Dengan hitungan kasar, dari 6.8000 RT yang memasok rata-rata 0,5 liter, uang penjualan jelantah sekitar Rp 11,3 juta per bulan.
Ketua Umum Apjeti Matias Tumanggor mengatakan, pihaknya menjual jelantah untuk pasokan biodiesel dalam negeri. Untuk pasaran dalam negeri, harganya lebih murah, yaitu sekitar Rp 3.500 per liter.
Sebelumnya, Apjeti pernah memasok jelantah ke Pusat Penelitian dan Pengembangan Minyak dan Gas Bumi Lemigas. Saat ini, kata Matias, Apjeti telah berkontrak dengan Dinas Lingkungan Hidup DKI Jakarta untuk memasok 5.000 liter jelantah. Menurut rencana, jelantah akan digunakan untuk uji coba biodiesel B100 ke truk sampah.
Apjeti mempunyai 58 anggota di seluruh Indonesia, mulai dari Medan, Pekan Baru, Kalimantan Timur dan Bali. Ia memperkirakan, produksi jelantah di Indonesia tak pernah terukur. Matias memperkirakan baru 40 persen jelantah yang terambil atau 6.000-7.000 ton per bulan.
Wakil Wali Kota Jakarta Selatan Isnawa Adji mengatakan, meski tidak ada kerja sama secara formal, pemerintah kota mengapresiasi langkah pengumpulan jelantah sebagai upaya membangun kesadaran warga untuk tidak membuang jelantah sembarangan.

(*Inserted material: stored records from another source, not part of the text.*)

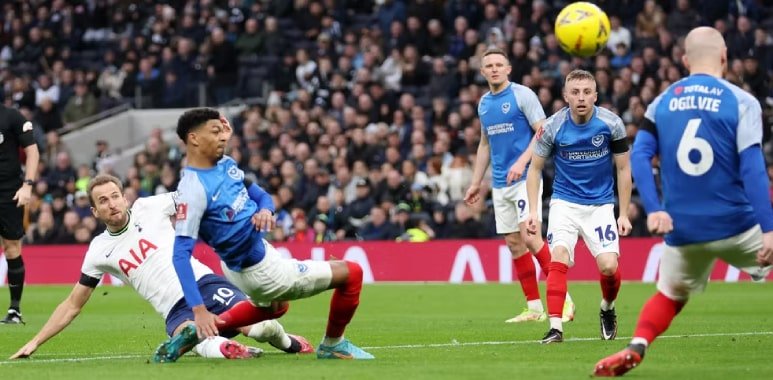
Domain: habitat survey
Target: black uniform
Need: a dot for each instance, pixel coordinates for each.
(15, 134)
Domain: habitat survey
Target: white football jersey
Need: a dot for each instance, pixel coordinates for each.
(141, 253)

Selain itu, program kerja sama juga mampu membuat limbah minyak goreng bernilai lebih. ”Limbah warga dibeli oleh yayasan, kemudian oleh yayasan dijual ke Jerman untuk dijadikan biodiesel. Menurut saya, itu positif," kata Isnawa.

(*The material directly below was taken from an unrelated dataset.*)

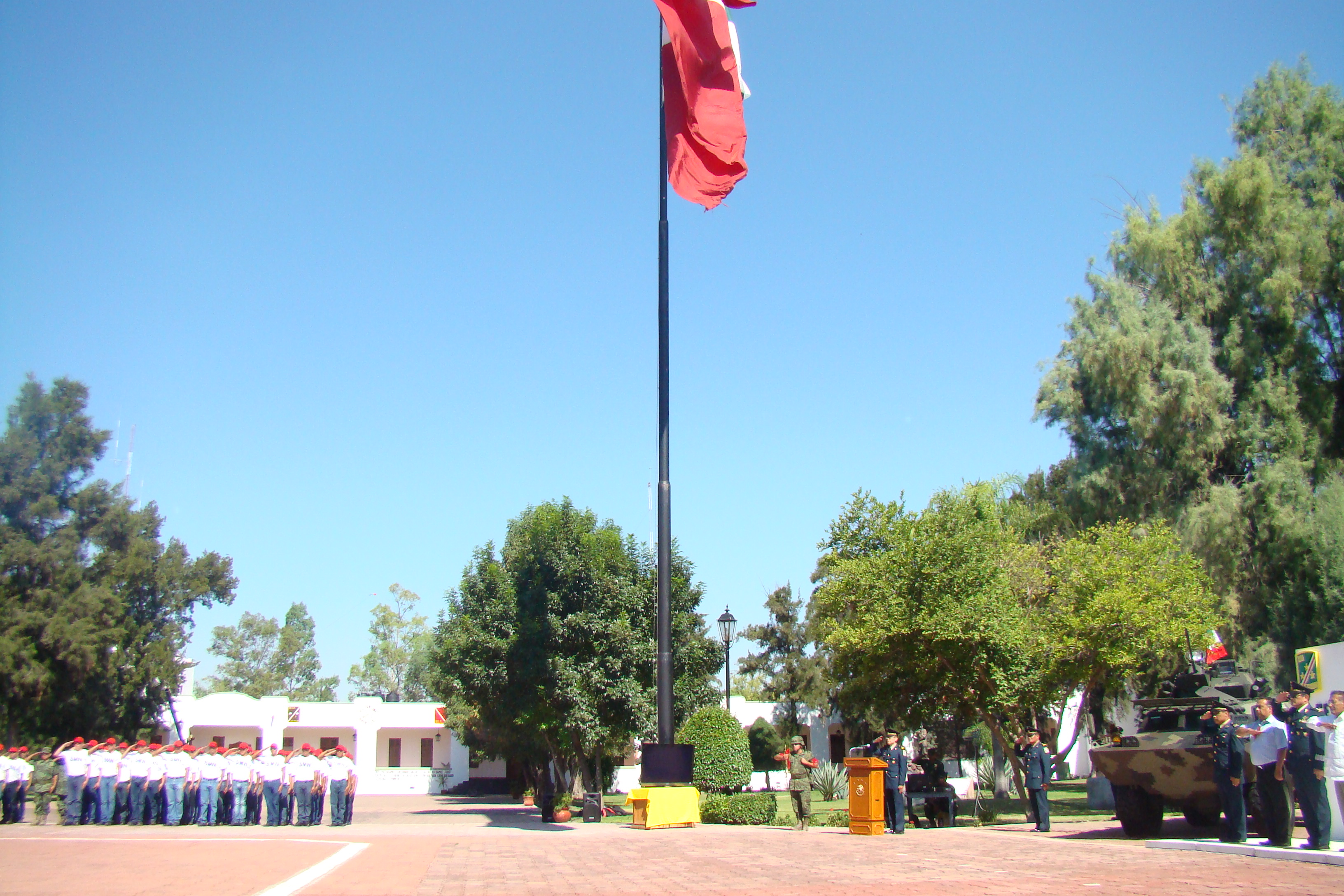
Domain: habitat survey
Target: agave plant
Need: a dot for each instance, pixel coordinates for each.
(831, 781)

Seiring kenaikan harga jelantah untuk pasaran ekspor, warga menerima permintaan dari sejumlah lembaga dan organisasi untuk mengumpulkan jelantah. Kegiatan ini saling menguntungkan karena warga memperoleh saluran membuang limbah minyak gorengnya, sementara organisasi pengumpul jelantah memperoleh pasokan jelantah. Ironisnya, sebagian besar jelantah masih mengalir ke luar negeri, belum secara maksimal dimanfaatkan di dalam negeri sendiri.